Osteoarthritis is a common type of arthritis. It is a degenerative disease that causes cartilage on the ends of bones to become rough and thin, leading to pain and stiffness. The World Health Organisation has estimated an increase of 113% for those living with osteoarthritis between 1990 and 2019.6
Because of the natural ageing process, our chance of developing these conditions increases as we get older. Although there is no definitive cure for either condition, and while medications may help, the mainstay of treatment and/or management focuses on lifestyle and exercise. If you experience severe pain or find that the condition is having a large impact on your life, your GP or family doctor might refer you to a specialist to discuss whether surgery may be an option.
Prevention of osteoporosis and osteoarthritis
With conditions like osteoarthritis and osteoporosis, it is never too soon to start making changes that may help to reduce your risk.
Some of these risk factors cannot be changed, such as age, gender, or family history. However, some risk factors, such as being overweight, following an unhealthy diet, or smoking or drinking too much, can be modified, or controlled with lifestyle changes.
Keeping a healthy body weight
Being overweight can increase the strain on your joints and increases your risk of osteoarthritis of the knee, hand, and hip. Losing even a little weight can reduce the stress on your joints, improving your symptoms. This can be achieved by making changes to your diet and reviewing your activity levels.
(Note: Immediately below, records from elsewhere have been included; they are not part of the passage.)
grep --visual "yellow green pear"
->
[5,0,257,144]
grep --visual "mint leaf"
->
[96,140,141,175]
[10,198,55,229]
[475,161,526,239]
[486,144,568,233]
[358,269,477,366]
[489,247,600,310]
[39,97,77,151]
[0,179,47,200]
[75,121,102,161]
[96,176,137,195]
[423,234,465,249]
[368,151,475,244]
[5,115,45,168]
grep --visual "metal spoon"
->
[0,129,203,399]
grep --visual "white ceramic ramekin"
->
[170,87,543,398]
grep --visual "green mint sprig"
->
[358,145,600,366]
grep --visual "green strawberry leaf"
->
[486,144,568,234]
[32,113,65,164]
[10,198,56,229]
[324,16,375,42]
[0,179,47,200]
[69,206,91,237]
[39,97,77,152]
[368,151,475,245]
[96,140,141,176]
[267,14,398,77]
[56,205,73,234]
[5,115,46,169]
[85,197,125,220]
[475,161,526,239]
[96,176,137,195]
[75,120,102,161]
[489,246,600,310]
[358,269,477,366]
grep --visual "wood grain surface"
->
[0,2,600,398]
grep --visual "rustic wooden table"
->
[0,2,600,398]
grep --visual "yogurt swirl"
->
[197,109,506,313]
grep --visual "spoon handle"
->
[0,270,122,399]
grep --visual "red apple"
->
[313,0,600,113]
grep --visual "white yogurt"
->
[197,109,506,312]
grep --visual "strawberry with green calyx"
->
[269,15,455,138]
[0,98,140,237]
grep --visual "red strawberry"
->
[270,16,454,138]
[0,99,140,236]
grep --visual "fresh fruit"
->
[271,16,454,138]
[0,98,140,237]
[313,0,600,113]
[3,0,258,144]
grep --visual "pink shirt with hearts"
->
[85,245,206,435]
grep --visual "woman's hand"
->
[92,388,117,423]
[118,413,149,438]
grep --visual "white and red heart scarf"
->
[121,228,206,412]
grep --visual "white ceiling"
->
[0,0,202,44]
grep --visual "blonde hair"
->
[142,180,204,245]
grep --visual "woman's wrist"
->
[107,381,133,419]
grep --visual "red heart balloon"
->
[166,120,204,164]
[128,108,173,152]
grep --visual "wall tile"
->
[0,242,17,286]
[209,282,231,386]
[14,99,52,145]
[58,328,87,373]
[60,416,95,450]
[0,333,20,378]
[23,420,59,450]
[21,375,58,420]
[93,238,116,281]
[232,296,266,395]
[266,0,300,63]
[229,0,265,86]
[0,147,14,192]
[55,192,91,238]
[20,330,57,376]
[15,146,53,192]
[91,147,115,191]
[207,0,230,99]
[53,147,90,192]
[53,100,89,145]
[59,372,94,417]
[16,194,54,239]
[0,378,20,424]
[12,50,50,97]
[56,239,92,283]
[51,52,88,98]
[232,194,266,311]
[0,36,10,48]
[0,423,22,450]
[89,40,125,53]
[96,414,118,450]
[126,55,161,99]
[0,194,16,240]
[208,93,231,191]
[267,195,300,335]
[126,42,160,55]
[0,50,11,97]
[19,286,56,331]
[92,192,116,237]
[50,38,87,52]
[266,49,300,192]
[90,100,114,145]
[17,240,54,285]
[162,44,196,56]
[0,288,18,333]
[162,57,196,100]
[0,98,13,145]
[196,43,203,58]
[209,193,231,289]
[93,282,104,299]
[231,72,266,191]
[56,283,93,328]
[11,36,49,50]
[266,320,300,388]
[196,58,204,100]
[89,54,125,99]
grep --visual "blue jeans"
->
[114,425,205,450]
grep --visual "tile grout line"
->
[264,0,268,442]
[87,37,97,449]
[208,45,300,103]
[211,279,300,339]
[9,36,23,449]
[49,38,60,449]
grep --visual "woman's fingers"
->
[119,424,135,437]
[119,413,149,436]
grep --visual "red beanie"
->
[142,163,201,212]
Being underweight can also increase your risk of osteoporosis.7 Bones lose density quicker if you are underweight, becoming weak and more likely to fracture.
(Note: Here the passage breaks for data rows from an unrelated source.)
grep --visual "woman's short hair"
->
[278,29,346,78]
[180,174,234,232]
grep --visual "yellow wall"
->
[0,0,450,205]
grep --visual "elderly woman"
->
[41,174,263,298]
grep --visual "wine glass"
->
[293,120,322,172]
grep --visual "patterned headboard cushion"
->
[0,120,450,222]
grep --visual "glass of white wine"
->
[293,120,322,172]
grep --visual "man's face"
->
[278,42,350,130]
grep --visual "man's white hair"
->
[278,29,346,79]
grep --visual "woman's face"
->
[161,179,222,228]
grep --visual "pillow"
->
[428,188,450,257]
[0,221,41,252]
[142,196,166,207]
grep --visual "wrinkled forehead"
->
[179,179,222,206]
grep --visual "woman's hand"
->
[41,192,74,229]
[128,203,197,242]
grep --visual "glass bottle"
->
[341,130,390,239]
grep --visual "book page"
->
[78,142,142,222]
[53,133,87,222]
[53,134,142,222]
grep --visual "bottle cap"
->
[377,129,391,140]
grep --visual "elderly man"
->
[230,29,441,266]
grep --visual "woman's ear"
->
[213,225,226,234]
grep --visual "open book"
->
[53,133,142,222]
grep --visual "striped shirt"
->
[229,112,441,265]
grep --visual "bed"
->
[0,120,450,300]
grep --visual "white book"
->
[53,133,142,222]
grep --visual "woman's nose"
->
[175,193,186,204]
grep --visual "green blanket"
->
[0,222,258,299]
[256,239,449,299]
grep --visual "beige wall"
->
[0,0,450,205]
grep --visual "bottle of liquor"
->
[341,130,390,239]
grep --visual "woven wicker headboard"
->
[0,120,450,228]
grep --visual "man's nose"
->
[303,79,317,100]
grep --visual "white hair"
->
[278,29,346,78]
So, what steps can you take to stay healthy and keep your bones strong?
Keeping a balanced diet
A varied, well-balanced diet can help you maintain a healthy weight and help prevent osteoarthritis and osteoporosis. In childhood, a healthy diet is important to help build bone mass. As an adult, a well-balanced diet helps to preserve bone mass and strength. Foods rich in calcium are essential to keep your bones healthy.
To absorb calcium properly your body needs vitamin D. You can find vitamin D in certain foods like egg yolks and oily fish, but the best source of vitamin D is sunlight. During autumn and winter, the sun usually isn’t strong enough for the body to make enough vitamin D, and UK Government advice is that everyone should consider taking a daily vitamin D supplement during winter months. Supplements should also be considered by people with darker skin, who’s pigment limits the amount of vitamin D their bodies are able to create from sunlight, and those whose circumstances mean they are unable to access much daylight.8
Accessing physical activity
Physical activity is not just good for your general health, it also helps to keep bones strong9 and can reduce your risk of falls by strengthening muscles, increasing flexibility, and improving balance. Exercise plays an important role in building bone mass in children and slowing down bone loss in adults. Strength training, weight-bearing aerobic activities, and flexibility exercises are all great for bone health and preventing osteoporosis.
However, an overactive lifestyle, such a playing sport professionally, may increase your risk of osteoarthritis because repetitive activity can injure your joints. It is about striking the right balance between exercise and rest.
Osteoporosis, and to some extent osteoarthritis, are silent diseases. Osteoporosis is not commonly associated with pain, and you may be unaware of the disease until you break a bone or have a noticeable reduction in height. It’s important to look out for early warning signs which include receding gums, decreased grip strength, weak and brittle fingernails, and lower levels of general fitness, and seek medical advice as soon as possible if you think you’re experiencing symptoms.